# Casselton shooting range



## deiussum (Mar 17, 2009)

Not sure which forum is the best place to post this...

I'm a new shooter and have heard a bit about the shooting range in Casselton. Every time I go out there, the gate is closed up, though. The website doesn't give much info so I was wondering if anyone on here had any info on it. Is it only open certain hours? Is it closed up indefinitely? I've been driving by it every so often for the past few months. What sort of shooting is allowed there? Can you use hand-thrown clays?

I tried sending an e-mail to the address listed on the Cass County Wildlife Club site, but that was around 3 months ago and I have not gotten any response.


----------



## TK33 (Aug 12, 2008)

There is Adventure Shooting Sports, NW of Horace. He charges 5 or 6 bucks to use the rifle, pistol, and bow ranges and about the same for trap and skeet.


----------



## wurgs (Mar 3, 2008)

Just went to Casselton this afternoon for a couple hours. It was really busy but wide open. Not sure about hours but have had no problem on weekends or evenings


----------



## hunt4P&amp;Y (Sep 23, 2004)

I don't think I have ever seen the gate over the road. Even in the middle of the night.....


----------



## barebackjack (Sep 5, 2006)

That range can be a dangerous place if the wrong people are out there.

I use it, but always have a close eye on the rest of the firing line. Theres been some real morons out there.


----------



## deiussum (Mar 17, 2009)

TK33 said:


> There is Adventure Shooting Sports, NW of Horace. He charges 5 or 6 bucks to use the rifle, pistol, and bow ranges and about the same for trap and skeet.


Thanks for the info! I'll have to check it out.

For the Casselton range, am I going to the wrong spot? I drive through Casselton until the T intersection, then turn left. I then drive past the reservoir, and as soon as I come to that bridge take a hard left down a dirt road. There is a big sign there that says something about trap shooting, archery, etc. The gate there has always been closed when I've gone there, which has always been on the weekend or evenings... Is there another entrance I don't know about?


----------



## ShakeyJake (Dec 12, 2008)

The range is actually further west.
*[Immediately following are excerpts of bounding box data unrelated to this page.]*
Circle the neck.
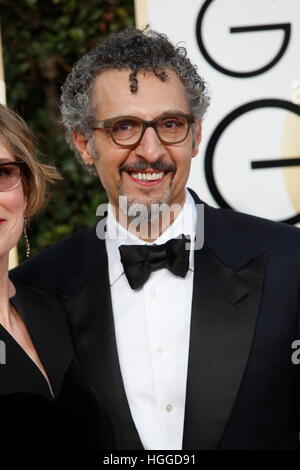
[0,254,15,326]
[115,196,184,242]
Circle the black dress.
[0,284,114,450]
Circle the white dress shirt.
[106,190,196,450]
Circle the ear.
[192,119,202,157]
[72,131,94,166]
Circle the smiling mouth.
[125,169,169,185]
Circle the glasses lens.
[157,116,189,143]
[0,163,21,191]
[110,118,142,145]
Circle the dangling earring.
[23,217,30,258]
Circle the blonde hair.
[0,104,63,218]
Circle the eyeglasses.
[0,161,25,191]
[93,114,195,148]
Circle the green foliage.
[0,0,134,260]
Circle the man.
[12,30,300,449]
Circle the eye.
[112,119,140,134]
[0,165,16,177]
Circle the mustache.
[119,161,176,174]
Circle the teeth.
[130,172,164,181]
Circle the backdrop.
[135,0,300,224]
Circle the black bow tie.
[119,235,190,289]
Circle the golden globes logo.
[196,0,300,224]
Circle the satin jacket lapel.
[183,194,267,449]
[65,240,143,449]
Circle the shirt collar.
[105,189,197,286]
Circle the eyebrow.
[96,109,191,121]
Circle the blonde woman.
[0,105,113,449]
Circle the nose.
[136,127,165,162]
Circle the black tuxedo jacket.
[11,191,300,449]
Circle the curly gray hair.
[61,29,209,161]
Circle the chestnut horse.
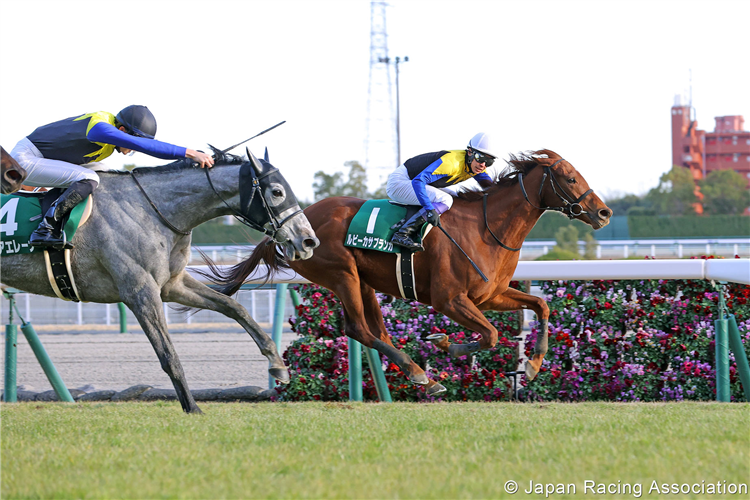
[214,149,612,395]
[0,146,26,194]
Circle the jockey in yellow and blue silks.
[11,105,213,252]
[386,132,497,250]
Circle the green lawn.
[0,403,750,499]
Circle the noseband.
[205,161,302,243]
[518,158,594,219]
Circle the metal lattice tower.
[365,0,399,186]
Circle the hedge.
[628,215,750,238]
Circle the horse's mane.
[458,149,560,201]
[99,153,247,175]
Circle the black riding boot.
[391,209,427,252]
[29,181,96,250]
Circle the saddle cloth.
[0,189,93,257]
[344,200,425,253]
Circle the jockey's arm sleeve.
[474,172,494,189]
[411,166,445,210]
[86,122,187,160]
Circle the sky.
[0,0,750,201]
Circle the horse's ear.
[245,147,263,175]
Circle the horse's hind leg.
[481,288,549,380]
[360,282,446,396]
[331,277,430,385]
[162,271,289,384]
[121,284,202,413]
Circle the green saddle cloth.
[0,195,90,257]
[344,200,424,253]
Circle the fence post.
[728,314,750,402]
[714,282,730,402]
[714,318,730,403]
[117,302,128,333]
[348,339,362,401]
[3,290,18,403]
[21,323,75,403]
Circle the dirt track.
[0,323,297,392]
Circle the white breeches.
[385,165,456,208]
[10,137,101,188]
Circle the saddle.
[0,189,93,302]
[344,200,432,300]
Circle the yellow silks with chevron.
[73,111,115,161]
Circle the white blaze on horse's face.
[265,182,286,207]
[275,205,320,261]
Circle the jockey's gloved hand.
[424,210,440,227]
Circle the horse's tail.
[195,238,289,295]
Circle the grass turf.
[0,403,750,498]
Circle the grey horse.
[0,151,320,413]
[0,146,26,194]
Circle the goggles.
[471,151,495,167]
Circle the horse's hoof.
[425,333,448,345]
[526,361,539,382]
[268,368,289,385]
[427,382,447,396]
[448,342,481,358]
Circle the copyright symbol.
[505,479,518,495]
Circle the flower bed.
[280,274,750,401]
[279,285,521,401]
[525,280,750,401]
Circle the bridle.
[131,156,302,243]
[518,158,594,220]
[205,155,302,243]
[482,158,594,252]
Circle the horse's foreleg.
[162,272,289,384]
[482,288,549,380]
[121,284,202,413]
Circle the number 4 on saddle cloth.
[344,200,432,300]
[0,189,93,302]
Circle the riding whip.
[219,120,286,154]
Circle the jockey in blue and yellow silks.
[386,132,497,250]
[11,105,213,248]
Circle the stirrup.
[29,227,73,250]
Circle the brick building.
[672,97,750,189]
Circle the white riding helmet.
[466,132,497,158]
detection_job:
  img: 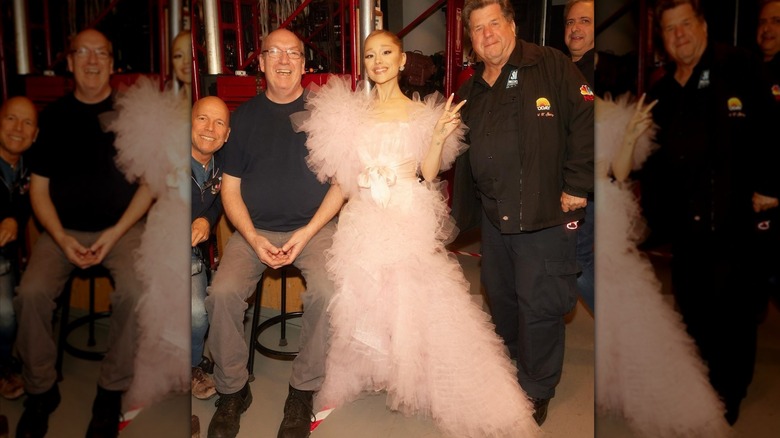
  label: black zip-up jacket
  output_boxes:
[640,42,780,244]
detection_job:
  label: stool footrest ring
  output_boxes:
[254,312,303,360]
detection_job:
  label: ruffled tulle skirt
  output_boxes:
[595,176,730,438]
[317,180,538,438]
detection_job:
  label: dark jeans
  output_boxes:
[671,236,765,408]
[577,197,596,313]
[481,212,579,398]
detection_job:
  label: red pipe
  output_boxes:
[398,0,447,38]
[279,0,311,29]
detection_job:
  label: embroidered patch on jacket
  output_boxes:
[580,84,595,102]
[726,97,745,117]
[506,69,518,89]
[536,97,555,117]
[699,70,710,90]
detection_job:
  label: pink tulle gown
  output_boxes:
[595,95,731,438]
[293,77,539,438]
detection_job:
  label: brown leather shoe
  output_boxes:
[208,382,252,438]
[191,367,217,400]
[87,385,122,438]
[16,383,60,438]
[276,386,314,438]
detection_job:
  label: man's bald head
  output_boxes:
[192,96,230,164]
[0,96,38,164]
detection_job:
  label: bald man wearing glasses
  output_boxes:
[14,29,152,437]
[201,29,344,438]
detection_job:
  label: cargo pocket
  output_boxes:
[538,259,581,316]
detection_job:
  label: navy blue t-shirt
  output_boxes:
[223,90,330,231]
[30,94,137,231]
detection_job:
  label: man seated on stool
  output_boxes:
[14,29,152,437]
[190,96,230,400]
[206,29,344,438]
[0,96,38,400]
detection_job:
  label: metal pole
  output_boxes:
[357,0,374,93]
[539,0,547,46]
[734,0,739,47]
[169,0,182,94]
[14,0,30,75]
[203,0,222,75]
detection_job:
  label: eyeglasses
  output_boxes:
[262,47,303,61]
[70,47,111,60]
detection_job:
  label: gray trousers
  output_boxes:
[480,216,579,398]
[14,221,144,394]
[206,221,336,394]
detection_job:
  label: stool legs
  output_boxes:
[246,275,264,382]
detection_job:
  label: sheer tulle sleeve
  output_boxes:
[107,77,190,197]
[102,77,191,409]
[290,76,371,198]
[594,93,658,174]
[411,92,468,172]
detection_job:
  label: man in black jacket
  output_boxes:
[190,96,230,400]
[0,96,38,400]
[453,0,594,424]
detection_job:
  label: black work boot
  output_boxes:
[208,382,252,438]
[531,398,550,426]
[276,385,314,438]
[87,385,122,438]
[16,383,60,438]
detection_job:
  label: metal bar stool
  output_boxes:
[247,266,303,382]
[55,265,113,381]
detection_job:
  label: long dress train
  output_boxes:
[595,95,730,438]
[293,77,539,438]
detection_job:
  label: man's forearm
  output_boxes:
[220,174,255,241]
[114,184,154,235]
[306,183,344,235]
[30,174,65,242]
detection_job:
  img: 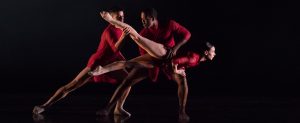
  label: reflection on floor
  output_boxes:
[0,94,300,123]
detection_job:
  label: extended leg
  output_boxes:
[96,67,148,116]
[100,12,167,59]
[173,73,190,120]
[33,68,91,114]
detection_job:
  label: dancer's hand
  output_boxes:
[88,65,103,76]
[100,11,113,22]
[172,63,186,77]
[122,27,130,36]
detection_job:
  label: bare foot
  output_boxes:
[114,108,131,117]
[100,11,113,22]
[32,114,45,123]
[114,115,130,123]
[96,109,109,117]
[178,113,190,123]
[32,106,46,114]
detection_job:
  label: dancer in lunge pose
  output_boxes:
[90,9,215,120]
[33,7,130,116]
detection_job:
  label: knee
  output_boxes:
[58,86,69,95]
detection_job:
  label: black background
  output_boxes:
[0,0,300,96]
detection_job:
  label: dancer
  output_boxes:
[90,8,215,119]
[33,7,130,116]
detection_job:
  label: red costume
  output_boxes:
[140,20,191,81]
[87,25,127,83]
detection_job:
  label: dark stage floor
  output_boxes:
[0,93,300,123]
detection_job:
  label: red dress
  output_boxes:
[87,25,127,83]
[139,20,191,82]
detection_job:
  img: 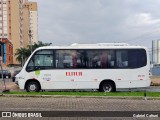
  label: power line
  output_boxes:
[122,30,160,42]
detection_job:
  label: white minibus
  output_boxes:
[16,43,150,92]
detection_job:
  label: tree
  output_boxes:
[15,41,52,66]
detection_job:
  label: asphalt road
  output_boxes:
[0,97,160,120]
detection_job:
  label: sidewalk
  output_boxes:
[0,76,160,91]
[150,76,160,86]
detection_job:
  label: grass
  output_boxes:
[5,92,160,97]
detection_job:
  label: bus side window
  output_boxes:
[116,50,128,68]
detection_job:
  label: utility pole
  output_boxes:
[24,4,33,54]
[28,30,32,54]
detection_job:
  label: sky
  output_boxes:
[32,0,160,48]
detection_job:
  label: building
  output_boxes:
[0,0,38,66]
[152,40,160,66]
[0,0,13,66]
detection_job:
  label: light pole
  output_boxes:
[28,30,32,54]
[24,4,33,54]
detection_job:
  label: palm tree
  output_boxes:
[15,48,29,65]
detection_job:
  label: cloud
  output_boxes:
[37,0,160,45]
[127,13,160,26]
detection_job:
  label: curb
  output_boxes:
[0,94,160,100]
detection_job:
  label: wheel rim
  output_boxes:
[29,84,37,91]
[103,85,112,92]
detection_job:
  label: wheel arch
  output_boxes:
[24,79,42,90]
[99,79,116,91]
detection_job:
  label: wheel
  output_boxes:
[26,81,40,92]
[99,82,115,92]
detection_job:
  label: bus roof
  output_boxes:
[37,43,147,50]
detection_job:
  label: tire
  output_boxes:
[99,82,116,92]
[26,81,40,92]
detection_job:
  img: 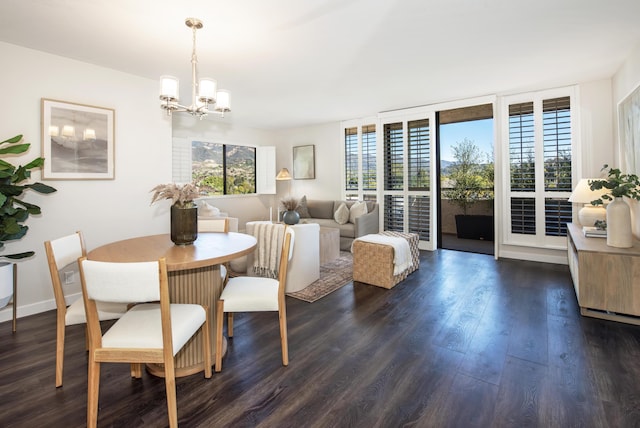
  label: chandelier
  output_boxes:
[160,18,231,119]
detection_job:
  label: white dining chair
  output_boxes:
[78,257,211,428]
[44,232,127,387]
[215,226,295,372]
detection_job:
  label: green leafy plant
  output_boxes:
[0,135,56,259]
[589,164,640,205]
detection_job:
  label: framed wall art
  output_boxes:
[42,98,115,180]
[618,81,640,174]
[293,144,316,180]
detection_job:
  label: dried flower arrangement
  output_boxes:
[280,196,298,211]
[151,183,200,208]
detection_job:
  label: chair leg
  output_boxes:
[87,355,100,428]
[131,363,142,379]
[278,306,289,366]
[215,300,224,373]
[56,317,65,388]
[202,308,212,379]
[164,358,178,428]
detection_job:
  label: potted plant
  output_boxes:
[280,196,300,224]
[151,183,200,245]
[443,138,493,241]
[0,135,56,307]
[589,164,640,248]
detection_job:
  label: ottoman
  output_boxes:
[351,231,420,289]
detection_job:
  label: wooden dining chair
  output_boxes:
[215,226,295,372]
[198,217,229,286]
[78,257,211,427]
[44,232,127,387]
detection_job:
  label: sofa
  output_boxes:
[296,198,380,251]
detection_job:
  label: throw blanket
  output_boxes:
[253,223,285,278]
[351,234,413,275]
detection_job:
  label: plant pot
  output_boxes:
[282,211,300,225]
[0,262,13,308]
[607,197,633,248]
[456,214,493,241]
[171,204,198,245]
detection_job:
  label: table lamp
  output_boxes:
[569,178,608,226]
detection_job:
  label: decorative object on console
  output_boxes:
[151,183,200,245]
[160,18,231,119]
[589,165,640,248]
[41,98,115,180]
[569,178,607,227]
[281,196,300,224]
[333,203,350,225]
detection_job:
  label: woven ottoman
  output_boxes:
[351,231,420,289]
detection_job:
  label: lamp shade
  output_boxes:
[276,168,291,180]
[569,178,609,204]
[569,178,608,226]
[160,76,179,101]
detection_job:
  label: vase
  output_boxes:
[171,204,198,245]
[282,210,300,225]
[0,262,14,308]
[607,197,633,248]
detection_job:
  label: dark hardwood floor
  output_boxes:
[0,250,640,428]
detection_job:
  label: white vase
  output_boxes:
[0,262,13,308]
[607,198,633,248]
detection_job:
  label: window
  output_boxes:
[505,88,575,246]
[343,120,377,201]
[382,113,432,241]
[191,141,256,196]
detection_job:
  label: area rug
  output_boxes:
[287,251,353,303]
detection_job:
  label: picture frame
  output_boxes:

Go past the bridge and take your next right. Range runs east and west along the first tree row.


----------



## deiussum (Mar 17, 2009)

ShakeyJake said:


> The range is actually further west. Go past the bridge and take your next right. Range runs east and west along the first tree row.


Ahhhh... that explains it. Thanks for pointing me in the right direction!


----------



## MossyMO (Feb 12, 2004)

deiussum
I believe where you were trying to get in is a club membership only archery range. Just as ShakeyJake directed you and you will be right there.


----------